4. Detection (capillary electrophoresis) (4-1) Preparation of buffer for electrophoresis Add 0.5 g of low melting point agarose to 80 ml of distilled water, stir well, heat and dissolve, allow to cool, 1.21 g of tris (hydroxymethyl) aminomethane, 93 mg of disodium ethylenediaminetetraacetate, 20 mg of sodium dodecyl sulfate and 100 μg of ethidium bromide were dissolved. To this, boric acid was further added to adjust the pH to 8.1, and distilled water was added to make exactly 100 ml.

(4-2) Capillary Electrophoresis of PCR Reaction Solution Containing Amplified Salmonella DNA Capillary electrophoresis was performed using the system shown in FIG. That is, the fluorescence detector (1) is RF-540 type (manufactured by Shimadzu Corporation, excitation wavelength 300 nm, detection wavelength 590 nm), and the high voltage power supply (2) is HER-30P 0.16-SI type (Matsusada Precision Devices). , Recorder (3) is C-R4A type (manufactured by Shimadzu Corporation), electrode (4) is Pt wire (0.5mmφ-30m)
m), a 1.5 ml sampling tube was used for the electrode tank (5).

Capillary (6) is Scientific Glass Engineering
A fused silica capillary with an inner diameter of 75 μm was used. The total length of the capillary was 450 mm, and the coating was peeled off at a width of 2 mm from a position 300 mm from the + pole side, and attached to a fluorescence detector. Fill the capillary with an electrophoresis buffer containing the low melting point agarose at the time of use,
Both ends were immersed in a positive electrode tank and a negative electrode tank containing an electrophoresis buffer containing low-melting-point agarose, respectively.

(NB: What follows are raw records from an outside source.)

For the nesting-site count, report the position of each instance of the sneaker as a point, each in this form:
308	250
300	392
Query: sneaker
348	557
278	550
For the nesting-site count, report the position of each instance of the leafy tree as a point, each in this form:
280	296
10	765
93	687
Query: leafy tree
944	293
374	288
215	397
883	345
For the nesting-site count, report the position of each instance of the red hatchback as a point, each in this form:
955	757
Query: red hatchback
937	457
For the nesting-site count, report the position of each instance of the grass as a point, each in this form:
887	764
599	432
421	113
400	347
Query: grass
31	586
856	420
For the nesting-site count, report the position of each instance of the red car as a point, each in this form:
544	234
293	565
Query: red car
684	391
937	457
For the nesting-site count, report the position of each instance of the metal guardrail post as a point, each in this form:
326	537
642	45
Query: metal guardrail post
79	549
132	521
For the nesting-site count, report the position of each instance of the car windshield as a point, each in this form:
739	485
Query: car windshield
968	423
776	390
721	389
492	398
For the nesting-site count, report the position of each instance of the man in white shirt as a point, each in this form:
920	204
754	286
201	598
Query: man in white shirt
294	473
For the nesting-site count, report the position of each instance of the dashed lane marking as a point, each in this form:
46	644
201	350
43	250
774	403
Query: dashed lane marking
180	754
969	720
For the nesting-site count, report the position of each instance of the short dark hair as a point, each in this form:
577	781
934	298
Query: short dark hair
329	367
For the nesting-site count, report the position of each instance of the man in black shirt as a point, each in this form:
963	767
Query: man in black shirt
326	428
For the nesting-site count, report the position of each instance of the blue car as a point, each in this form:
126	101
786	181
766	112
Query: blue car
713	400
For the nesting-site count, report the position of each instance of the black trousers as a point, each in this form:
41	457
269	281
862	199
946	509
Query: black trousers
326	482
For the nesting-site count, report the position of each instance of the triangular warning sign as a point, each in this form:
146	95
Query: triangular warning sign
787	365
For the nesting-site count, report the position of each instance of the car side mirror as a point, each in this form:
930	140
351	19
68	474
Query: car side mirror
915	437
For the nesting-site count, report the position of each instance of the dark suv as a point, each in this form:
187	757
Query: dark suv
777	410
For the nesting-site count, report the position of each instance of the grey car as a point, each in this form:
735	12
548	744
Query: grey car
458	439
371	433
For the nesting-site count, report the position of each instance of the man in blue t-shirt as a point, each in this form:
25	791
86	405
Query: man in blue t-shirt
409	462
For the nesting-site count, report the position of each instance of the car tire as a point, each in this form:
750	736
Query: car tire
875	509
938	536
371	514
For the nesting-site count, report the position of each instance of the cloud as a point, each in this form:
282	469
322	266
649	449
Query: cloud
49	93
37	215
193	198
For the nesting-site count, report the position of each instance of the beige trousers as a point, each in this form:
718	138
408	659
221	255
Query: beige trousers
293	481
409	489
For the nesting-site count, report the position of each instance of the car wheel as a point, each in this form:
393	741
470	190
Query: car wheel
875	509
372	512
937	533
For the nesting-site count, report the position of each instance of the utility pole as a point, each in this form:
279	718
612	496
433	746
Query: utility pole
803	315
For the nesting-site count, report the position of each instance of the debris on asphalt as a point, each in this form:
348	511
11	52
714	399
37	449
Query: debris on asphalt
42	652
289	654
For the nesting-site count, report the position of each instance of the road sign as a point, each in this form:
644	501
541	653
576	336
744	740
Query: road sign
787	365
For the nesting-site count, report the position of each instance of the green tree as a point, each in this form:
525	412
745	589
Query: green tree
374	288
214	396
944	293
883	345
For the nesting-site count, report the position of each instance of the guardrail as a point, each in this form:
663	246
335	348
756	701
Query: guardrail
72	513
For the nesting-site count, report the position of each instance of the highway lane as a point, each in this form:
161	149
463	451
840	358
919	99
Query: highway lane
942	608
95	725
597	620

At this time, the heights of the buffer solutions in the two electrode tanks were adjusted to be the same.

The sample was introduced into the capillary by pulling up the positive end of the capillary from the positive electrode tank and immersing it in the sample solution for 10 seconds. At this time, the liquid level of the sample was adjusted so as to be 50 mm higher than the liquid level of the buffer solution in the electrode tank.

After the sample was introduced into the capillary, the end of the capillary was returned to the electrode tank, and a DC voltage of 7.5 kV was applied to both ends of the capillary. The current value was 12 to 15 μA, and a buffer solution flowed from the positive electrode side to the negative electrode side in the capillary, DNA was separated, eluted, and detected by the fluorescence detector. Salmonella DNA amplified by the PCR reaction was detected as a sharp peak at the expected elution time. The result is shown in FIG.

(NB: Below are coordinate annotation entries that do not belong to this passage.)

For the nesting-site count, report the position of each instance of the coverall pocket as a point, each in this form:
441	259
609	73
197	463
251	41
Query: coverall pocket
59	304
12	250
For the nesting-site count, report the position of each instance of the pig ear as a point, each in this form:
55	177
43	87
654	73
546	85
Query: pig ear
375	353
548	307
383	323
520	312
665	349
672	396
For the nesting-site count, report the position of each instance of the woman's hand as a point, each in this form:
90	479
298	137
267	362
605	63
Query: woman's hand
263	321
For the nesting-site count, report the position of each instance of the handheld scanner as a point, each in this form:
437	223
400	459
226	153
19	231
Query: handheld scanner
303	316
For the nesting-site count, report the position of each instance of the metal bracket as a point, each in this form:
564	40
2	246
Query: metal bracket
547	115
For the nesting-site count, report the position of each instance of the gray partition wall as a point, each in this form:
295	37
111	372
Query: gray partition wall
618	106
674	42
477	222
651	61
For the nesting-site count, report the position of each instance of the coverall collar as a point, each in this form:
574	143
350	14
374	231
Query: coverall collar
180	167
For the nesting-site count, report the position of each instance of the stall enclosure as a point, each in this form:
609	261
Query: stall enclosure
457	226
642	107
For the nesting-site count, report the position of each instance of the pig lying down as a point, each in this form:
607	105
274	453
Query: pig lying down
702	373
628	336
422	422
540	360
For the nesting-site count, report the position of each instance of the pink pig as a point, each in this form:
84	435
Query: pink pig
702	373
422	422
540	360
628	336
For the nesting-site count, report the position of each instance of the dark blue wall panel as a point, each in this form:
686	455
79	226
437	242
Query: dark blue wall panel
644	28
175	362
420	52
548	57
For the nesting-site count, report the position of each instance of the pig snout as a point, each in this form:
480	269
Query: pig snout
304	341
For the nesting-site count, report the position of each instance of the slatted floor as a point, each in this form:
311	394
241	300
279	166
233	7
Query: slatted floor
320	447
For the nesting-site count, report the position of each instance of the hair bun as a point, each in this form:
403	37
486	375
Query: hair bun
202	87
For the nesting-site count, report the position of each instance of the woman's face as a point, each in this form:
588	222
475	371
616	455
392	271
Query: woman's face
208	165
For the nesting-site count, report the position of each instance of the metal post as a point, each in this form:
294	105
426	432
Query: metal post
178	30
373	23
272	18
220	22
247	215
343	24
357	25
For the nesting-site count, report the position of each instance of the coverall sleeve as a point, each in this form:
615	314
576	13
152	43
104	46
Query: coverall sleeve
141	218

[Effects of the Invention] According to the method of the present invention, DNA is separated and detected by capillary electrophoresis using an electrophoresis buffer containing low-melting point agarose, so that the separation environment in the capillary becomes homogeneous. , Amplified DNA after PCR reaction
Can be analyzed quickly and easily with high reproducibility and sufficient resolution without preparing a gel, and the sample volume required for capillary electrophoresis can be reduced.
The PCR reaction system can be made smaller and running costs can be kept low.

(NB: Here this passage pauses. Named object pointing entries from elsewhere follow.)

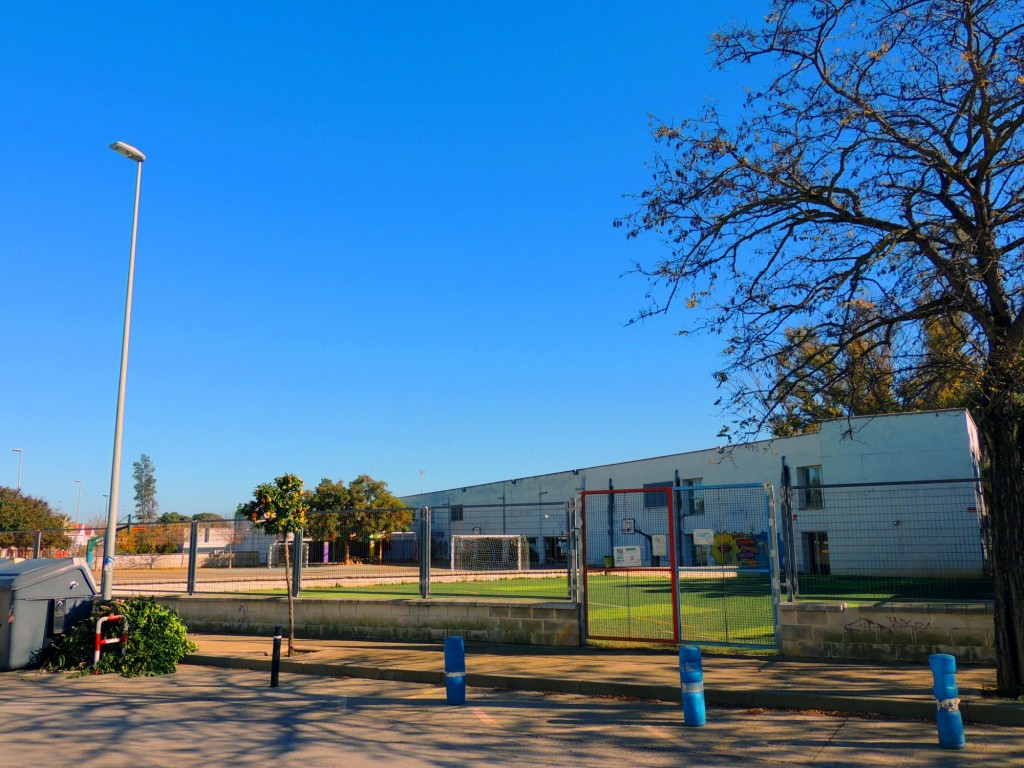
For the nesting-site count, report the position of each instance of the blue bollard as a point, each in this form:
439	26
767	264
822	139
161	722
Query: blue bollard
455	670
947	700
691	684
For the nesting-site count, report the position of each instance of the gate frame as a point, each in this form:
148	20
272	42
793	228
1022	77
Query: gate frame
773	570
673	566
774	578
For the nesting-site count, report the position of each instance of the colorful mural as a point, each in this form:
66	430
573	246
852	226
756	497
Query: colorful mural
745	550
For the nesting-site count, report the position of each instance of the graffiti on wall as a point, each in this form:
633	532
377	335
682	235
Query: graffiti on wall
895	623
745	550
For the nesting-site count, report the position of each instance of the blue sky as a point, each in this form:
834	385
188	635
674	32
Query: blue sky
374	238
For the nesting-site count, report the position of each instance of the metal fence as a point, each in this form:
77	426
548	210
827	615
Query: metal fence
909	541
346	553
501	550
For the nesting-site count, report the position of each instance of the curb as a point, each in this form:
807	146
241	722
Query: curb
974	712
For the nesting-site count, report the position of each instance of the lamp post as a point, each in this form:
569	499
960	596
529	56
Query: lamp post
110	540
78	505
540	526
20	458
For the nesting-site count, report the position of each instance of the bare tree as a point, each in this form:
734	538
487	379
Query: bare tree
881	164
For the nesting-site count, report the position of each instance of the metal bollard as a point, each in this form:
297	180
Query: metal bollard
275	662
691	684
455	670
947	701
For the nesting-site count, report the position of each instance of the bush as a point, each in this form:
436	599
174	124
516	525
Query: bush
157	641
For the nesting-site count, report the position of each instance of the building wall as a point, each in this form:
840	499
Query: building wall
904	632
928	445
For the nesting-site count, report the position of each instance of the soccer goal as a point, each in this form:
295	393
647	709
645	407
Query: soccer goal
498	552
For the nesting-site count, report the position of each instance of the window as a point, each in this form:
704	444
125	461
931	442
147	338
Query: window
656	500
816	552
691	501
809	478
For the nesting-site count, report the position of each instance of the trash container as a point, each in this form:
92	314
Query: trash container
40	599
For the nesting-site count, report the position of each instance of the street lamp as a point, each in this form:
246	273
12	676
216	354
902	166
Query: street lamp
78	505
110	540
540	526
20	458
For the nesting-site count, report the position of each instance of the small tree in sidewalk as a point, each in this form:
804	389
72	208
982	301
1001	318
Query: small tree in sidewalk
280	509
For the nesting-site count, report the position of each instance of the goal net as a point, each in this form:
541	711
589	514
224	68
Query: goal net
499	552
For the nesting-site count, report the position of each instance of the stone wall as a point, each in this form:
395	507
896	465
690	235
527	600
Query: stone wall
907	632
418	621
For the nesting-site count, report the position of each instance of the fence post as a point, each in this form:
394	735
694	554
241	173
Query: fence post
425	552
297	563
193	555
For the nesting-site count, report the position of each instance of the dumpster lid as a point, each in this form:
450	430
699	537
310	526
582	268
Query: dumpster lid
24	573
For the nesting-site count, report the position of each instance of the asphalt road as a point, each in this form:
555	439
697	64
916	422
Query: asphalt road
212	717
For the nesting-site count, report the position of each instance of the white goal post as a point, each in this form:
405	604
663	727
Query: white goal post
483	552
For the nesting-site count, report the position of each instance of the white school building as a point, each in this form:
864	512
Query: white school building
923	529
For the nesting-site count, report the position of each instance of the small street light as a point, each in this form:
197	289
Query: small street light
20	457
110	540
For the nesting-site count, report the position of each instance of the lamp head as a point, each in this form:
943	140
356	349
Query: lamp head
128	151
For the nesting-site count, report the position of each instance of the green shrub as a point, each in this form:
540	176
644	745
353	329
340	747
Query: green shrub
157	641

[Brief description of the drawings]

FIG. 1 shows a system for capillary electrophoresis, and FIG. 2 shows detection of amplified Salmonella DNA by a fluorescence detector. 1 Fluorescence detector 2 High voltage power supply 3 Recorder 4 Electrode 5 Electrode tank 6 Capillary

Claims (1)

(57) [Claims] 1. A method for detecting DNA, wherein the DNA amplified by the gene amplification method is detected by capillary electrophoresis using an electrophoresis buffer containing low-melting-point agarose.